L'autre chose que... et ça, c'est la fédération canadienne indépendante de l'entreprise, qui est venue nous déposer son... et ça, on ne trouve rien là-dedans, là, qui va alléger le fardeau des entreprises. On ne trouve rien là-dedans qui va, tu sais, nous permettre de sortir un peu, d'être plus productifs, de faire avancer le Québec. La Fédération canadienne de l'entreprise indépendante vient nous dire que «le coût des entreprises pour se conformer à la réglementation gouvernementale a augmenté d'un milliard de dollars au Québec entre 2012 et 2014». Quand on parle d'entreprises, quand on parle de PME parce que, vous savez, je pense que M. le ministre est au courant de ça, la majorité des emplois, ce sont les PME. Ça, c'était dans le discours du budget, ça. Ça, je le félicite. La majorité des emplois créés et des emplois qui vont trouver preneur, c'est dans les PME à raison de 70 % ou 75 % de tous les emplois créés au Québec. C'est les PME qui vont les créer. Qu'est-ce qu'on a pour les PME dans ce discours-là? On n'a pas grand-chose. On n'a pas grand-chose, on n'a absolument rien, sauf de déstructurer les régions qui comprennent le plus de PME au Québec. Ce sont les régions qui comprennent le plus de PME. On déstructure les régions, on enlève l'accompagnement économique, on enlève les CLD puis on dit : Regarde, les municipalités s'occuperont de ça. Les municipalités, plus ça va... Et ils sont venus nous présenter aussi, que ça soit la FQM ou l'UMQ, ils sont venus nous présenter leurs mémoires. Et, moi, ce que je retiens de ça, c'est que le gouvernement a décidé de couper, bonjour, de couper 300 millions, puis tu arrives avec le projet de loi n° 28. On recoupe les CLD, on abolit les CRE. Mais ils n'ont même pas les pouvoirs nécessaires, les MRC, pour assumer une gestion des fonds, c'est-à-dire les fonds locaux d'investissement, les subventions données à des entreprises, choses que les CLD faisaient. Il y a complètement absent du projet de loi n° 28 les modifications qu'il faut apporter aux municipalités pour leur permettre de faire ça.

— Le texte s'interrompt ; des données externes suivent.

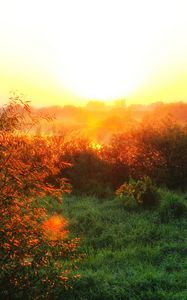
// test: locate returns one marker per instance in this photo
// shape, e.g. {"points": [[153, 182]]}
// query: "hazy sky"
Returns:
{"points": [[60, 52]]}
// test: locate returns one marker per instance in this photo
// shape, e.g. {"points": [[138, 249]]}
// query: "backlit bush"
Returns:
{"points": [[143, 192], [37, 259]]}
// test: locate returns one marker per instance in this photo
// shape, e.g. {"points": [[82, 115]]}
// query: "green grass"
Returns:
{"points": [[130, 253]]}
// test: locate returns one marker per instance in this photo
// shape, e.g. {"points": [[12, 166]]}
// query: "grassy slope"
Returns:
{"points": [[130, 254]]}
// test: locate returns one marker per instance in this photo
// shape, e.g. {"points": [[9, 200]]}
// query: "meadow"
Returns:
{"points": [[86, 219], [129, 253]]}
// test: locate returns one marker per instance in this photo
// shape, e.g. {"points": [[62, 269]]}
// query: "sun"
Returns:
{"points": [[104, 75]]}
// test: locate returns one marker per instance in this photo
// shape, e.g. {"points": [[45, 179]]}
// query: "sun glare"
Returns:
{"points": [[62, 52]]}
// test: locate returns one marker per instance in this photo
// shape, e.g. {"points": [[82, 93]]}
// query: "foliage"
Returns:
{"points": [[144, 192], [129, 254], [37, 256]]}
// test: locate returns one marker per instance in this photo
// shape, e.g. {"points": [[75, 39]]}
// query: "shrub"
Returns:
{"points": [[143, 192], [35, 261]]}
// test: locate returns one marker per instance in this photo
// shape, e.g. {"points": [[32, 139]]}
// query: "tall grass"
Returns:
{"points": [[130, 254]]}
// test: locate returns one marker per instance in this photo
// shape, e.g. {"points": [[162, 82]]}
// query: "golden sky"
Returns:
{"points": [[71, 51]]}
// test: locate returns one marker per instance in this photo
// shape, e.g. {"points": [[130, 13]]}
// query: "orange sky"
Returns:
{"points": [[68, 52]]}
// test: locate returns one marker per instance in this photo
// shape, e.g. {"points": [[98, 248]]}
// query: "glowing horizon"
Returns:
{"points": [[70, 52]]}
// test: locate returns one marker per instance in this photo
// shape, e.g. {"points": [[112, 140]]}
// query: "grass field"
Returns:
{"points": [[131, 253]]}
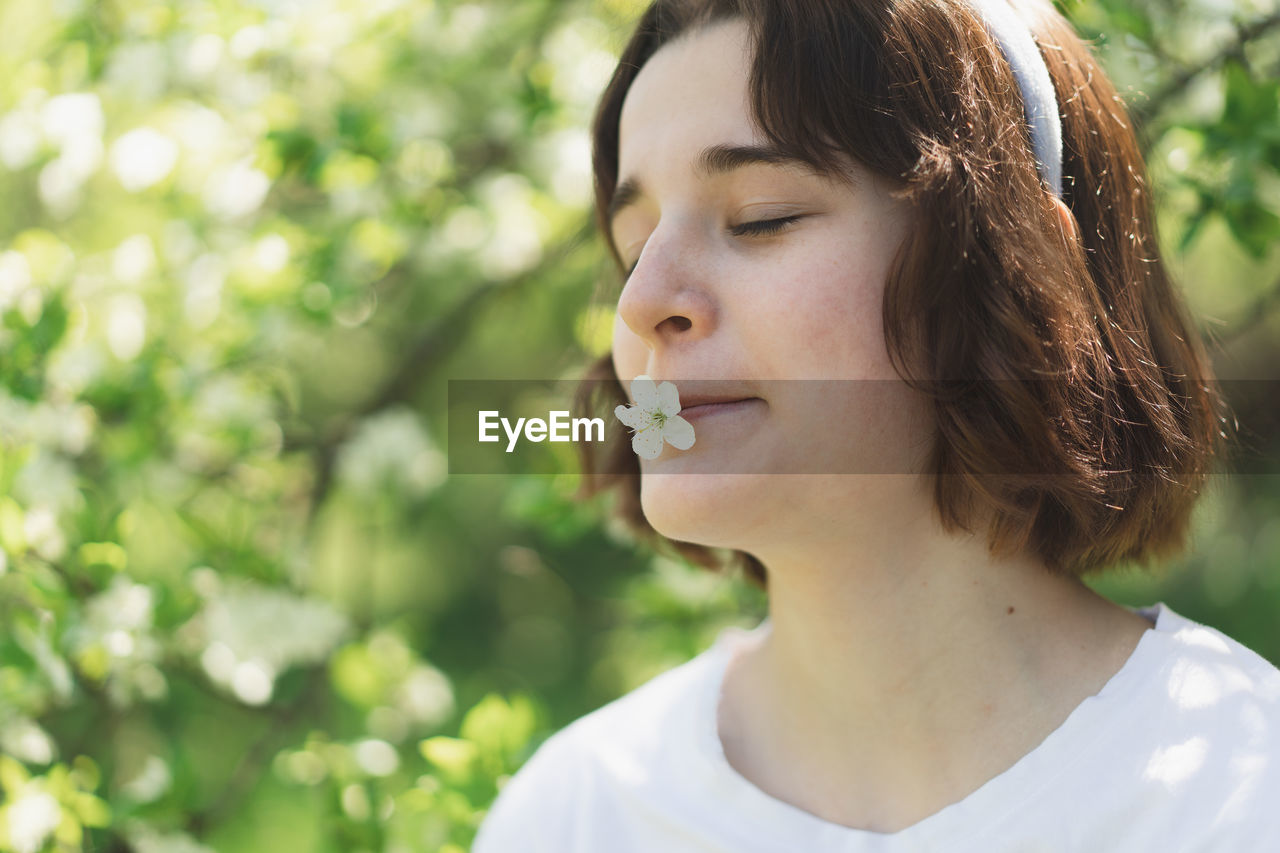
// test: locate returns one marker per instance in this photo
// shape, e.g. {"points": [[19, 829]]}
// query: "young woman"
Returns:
{"points": [[937, 209]]}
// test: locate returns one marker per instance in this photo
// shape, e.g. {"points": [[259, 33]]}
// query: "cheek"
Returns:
{"points": [[832, 320], [630, 354]]}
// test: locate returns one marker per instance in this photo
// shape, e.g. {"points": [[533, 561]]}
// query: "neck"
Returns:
{"points": [[915, 657]]}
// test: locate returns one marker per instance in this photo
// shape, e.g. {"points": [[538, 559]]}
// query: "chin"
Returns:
{"points": [[713, 510]]}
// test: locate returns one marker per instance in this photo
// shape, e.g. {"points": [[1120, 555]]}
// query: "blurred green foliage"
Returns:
{"points": [[243, 247]]}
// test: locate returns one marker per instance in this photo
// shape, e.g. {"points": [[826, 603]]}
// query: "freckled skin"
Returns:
{"points": [[800, 304]]}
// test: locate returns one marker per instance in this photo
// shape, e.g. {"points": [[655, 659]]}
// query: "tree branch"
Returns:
{"points": [[1234, 49]]}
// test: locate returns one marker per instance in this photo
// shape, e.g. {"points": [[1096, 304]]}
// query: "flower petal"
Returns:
{"points": [[632, 416], [668, 398], [648, 443], [644, 392], [679, 432]]}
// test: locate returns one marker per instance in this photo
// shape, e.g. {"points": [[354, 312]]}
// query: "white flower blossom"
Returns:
{"points": [[654, 418]]}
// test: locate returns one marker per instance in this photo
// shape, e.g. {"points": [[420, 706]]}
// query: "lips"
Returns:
{"points": [[694, 401]]}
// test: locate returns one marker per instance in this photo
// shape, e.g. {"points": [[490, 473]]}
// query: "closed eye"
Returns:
{"points": [[763, 227], [760, 228]]}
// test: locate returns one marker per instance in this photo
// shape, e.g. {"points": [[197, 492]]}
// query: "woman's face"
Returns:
{"points": [[748, 313]]}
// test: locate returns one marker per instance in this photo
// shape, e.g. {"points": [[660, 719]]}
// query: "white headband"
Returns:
{"points": [[1038, 99]]}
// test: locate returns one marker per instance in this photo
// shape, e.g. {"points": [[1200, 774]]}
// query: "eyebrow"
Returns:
{"points": [[713, 160]]}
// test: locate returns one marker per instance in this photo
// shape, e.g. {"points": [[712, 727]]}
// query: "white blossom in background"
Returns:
{"points": [[73, 123], [204, 299], [32, 816], [202, 55], [142, 158], [42, 533], [19, 138], [115, 634], [391, 452], [236, 190], [49, 480], [150, 783], [147, 839], [583, 63], [138, 71], [133, 259], [248, 633], [126, 325], [519, 229], [376, 757], [14, 277], [22, 738], [425, 696]]}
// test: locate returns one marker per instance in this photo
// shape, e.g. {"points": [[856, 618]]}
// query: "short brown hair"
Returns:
{"points": [[1107, 395]]}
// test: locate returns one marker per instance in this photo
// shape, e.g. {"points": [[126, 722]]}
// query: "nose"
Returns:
{"points": [[664, 300]]}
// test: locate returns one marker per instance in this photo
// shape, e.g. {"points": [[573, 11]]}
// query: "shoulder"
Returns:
{"points": [[1205, 669], [1220, 733], [609, 753]]}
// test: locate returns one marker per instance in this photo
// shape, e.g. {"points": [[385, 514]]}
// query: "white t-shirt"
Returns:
{"points": [[1179, 751]]}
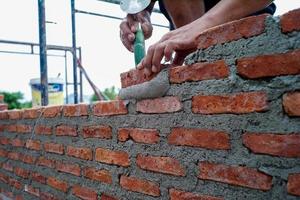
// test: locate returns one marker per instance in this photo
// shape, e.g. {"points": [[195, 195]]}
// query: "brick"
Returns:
{"points": [[14, 114], [3, 115], [84, 193], [235, 175], [32, 113], [68, 168], [209, 139], [287, 145], [239, 103], [110, 108], [75, 110], [3, 153], [47, 196], [4, 141], [159, 105], [147, 136], [97, 175], [291, 103], [107, 156], [42, 161], [199, 72], [15, 183], [182, 195], [52, 111], [23, 128], [43, 130], [103, 132], [290, 21], [164, 165], [38, 177], [134, 77], [31, 190], [21, 172], [139, 185], [293, 184], [17, 142], [7, 166], [33, 145], [54, 148], [57, 184], [269, 65], [64, 130], [235, 30], [80, 152]]}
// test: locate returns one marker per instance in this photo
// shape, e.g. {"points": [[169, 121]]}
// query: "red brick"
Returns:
{"points": [[147, 136], [293, 185], [64, 130], [97, 175], [120, 158], [287, 145], [199, 72], [134, 77], [159, 105], [209, 139], [17, 142], [103, 132], [290, 21], [31, 190], [75, 110], [32, 113], [68, 168], [15, 183], [46, 162], [291, 103], [109, 108], [4, 140], [21, 172], [38, 177], [235, 30], [239, 103], [52, 111], [47, 196], [80, 152], [54, 148], [33, 145], [84, 193], [43, 130], [7, 166], [235, 175], [182, 195], [139, 185], [57, 184], [14, 114], [3, 115], [22, 128], [269, 65], [3, 153], [164, 165]]}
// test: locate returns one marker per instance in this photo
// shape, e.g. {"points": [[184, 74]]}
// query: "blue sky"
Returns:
{"points": [[104, 57]]}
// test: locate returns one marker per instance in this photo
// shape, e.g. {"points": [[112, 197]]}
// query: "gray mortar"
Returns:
{"points": [[274, 120], [156, 87]]}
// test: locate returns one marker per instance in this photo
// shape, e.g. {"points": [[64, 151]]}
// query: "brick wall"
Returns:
{"points": [[228, 128]]}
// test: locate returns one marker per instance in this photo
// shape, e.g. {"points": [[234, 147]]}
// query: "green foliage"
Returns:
{"points": [[109, 94], [13, 99]]}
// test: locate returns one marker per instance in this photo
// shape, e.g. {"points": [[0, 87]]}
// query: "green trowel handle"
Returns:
{"points": [[139, 46]]}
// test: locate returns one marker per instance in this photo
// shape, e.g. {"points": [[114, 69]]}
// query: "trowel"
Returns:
{"points": [[133, 7]]}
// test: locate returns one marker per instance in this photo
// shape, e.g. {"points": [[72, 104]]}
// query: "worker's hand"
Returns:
{"points": [[178, 43], [128, 28]]}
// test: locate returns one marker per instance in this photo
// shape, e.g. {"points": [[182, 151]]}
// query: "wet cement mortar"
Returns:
{"points": [[273, 120]]}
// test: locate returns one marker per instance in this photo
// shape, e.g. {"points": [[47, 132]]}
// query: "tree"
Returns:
{"points": [[13, 99]]}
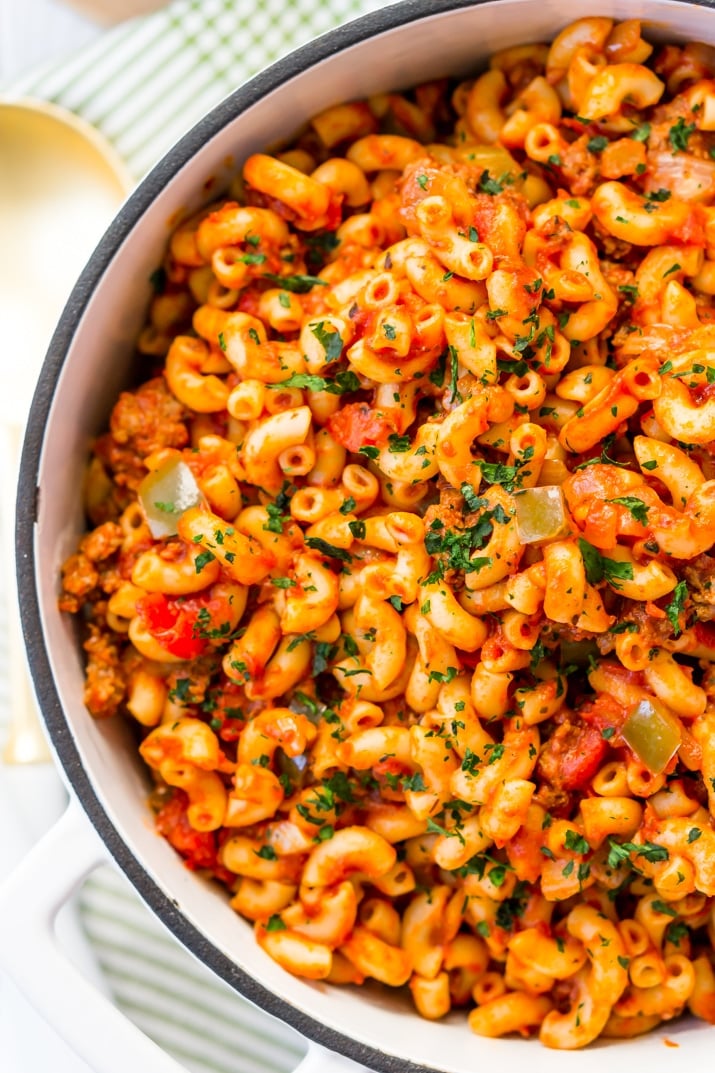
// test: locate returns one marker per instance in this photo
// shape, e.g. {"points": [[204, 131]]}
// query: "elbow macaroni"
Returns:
{"points": [[447, 399]]}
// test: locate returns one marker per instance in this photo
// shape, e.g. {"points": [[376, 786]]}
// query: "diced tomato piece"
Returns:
{"points": [[525, 856], [183, 625], [197, 847], [572, 755], [705, 634], [356, 425]]}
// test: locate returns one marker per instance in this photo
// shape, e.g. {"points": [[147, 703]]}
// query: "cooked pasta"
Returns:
{"points": [[399, 557]]}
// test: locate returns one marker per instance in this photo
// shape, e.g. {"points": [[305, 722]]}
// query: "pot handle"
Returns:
{"points": [[320, 1060], [33, 959]]}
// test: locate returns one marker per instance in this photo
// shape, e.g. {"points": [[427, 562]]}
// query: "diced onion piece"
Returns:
{"points": [[165, 494], [653, 733], [540, 514]]}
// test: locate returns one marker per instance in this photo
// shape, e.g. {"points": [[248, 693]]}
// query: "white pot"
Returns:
{"points": [[88, 362]]}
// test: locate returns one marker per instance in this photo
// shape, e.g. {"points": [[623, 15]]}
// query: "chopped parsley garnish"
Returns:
{"points": [[600, 569], [322, 545], [330, 339], [298, 283], [203, 559], [490, 186], [679, 135], [339, 385], [636, 505], [676, 605]]}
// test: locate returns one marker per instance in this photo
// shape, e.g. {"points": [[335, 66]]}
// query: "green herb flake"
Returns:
{"points": [[679, 135], [600, 569], [676, 606], [330, 339], [635, 505]]}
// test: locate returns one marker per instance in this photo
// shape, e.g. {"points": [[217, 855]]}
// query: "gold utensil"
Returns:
{"points": [[60, 185]]}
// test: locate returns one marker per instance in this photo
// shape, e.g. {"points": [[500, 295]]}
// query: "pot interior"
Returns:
{"points": [[91, 357]]}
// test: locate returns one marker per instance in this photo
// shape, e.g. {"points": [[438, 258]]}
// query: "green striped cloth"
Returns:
{"points": [[148, 81], [144, 84]]}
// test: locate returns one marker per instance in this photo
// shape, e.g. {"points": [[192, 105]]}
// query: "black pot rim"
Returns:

Non seulement ça, les municipalités vont être obligées de se créer un comité ou de garder leurs CLD. Il y en a qui vont préférer garder leurs CLD. Ils vont être obligées de se créer un comité pour pouvoir administrer les fonds parce que légalement ils ne peuvent pas le faire.

Alors, quand on dit que le projet de loi n° 28 est un projet de loi qui est fait un peu à la va-vite, puis qu'on met tout dedans, puis qu'on espère que ça va passer comme une balle, je pense que ça ne passera pas, je pense que ça ne passera pas comme une balle.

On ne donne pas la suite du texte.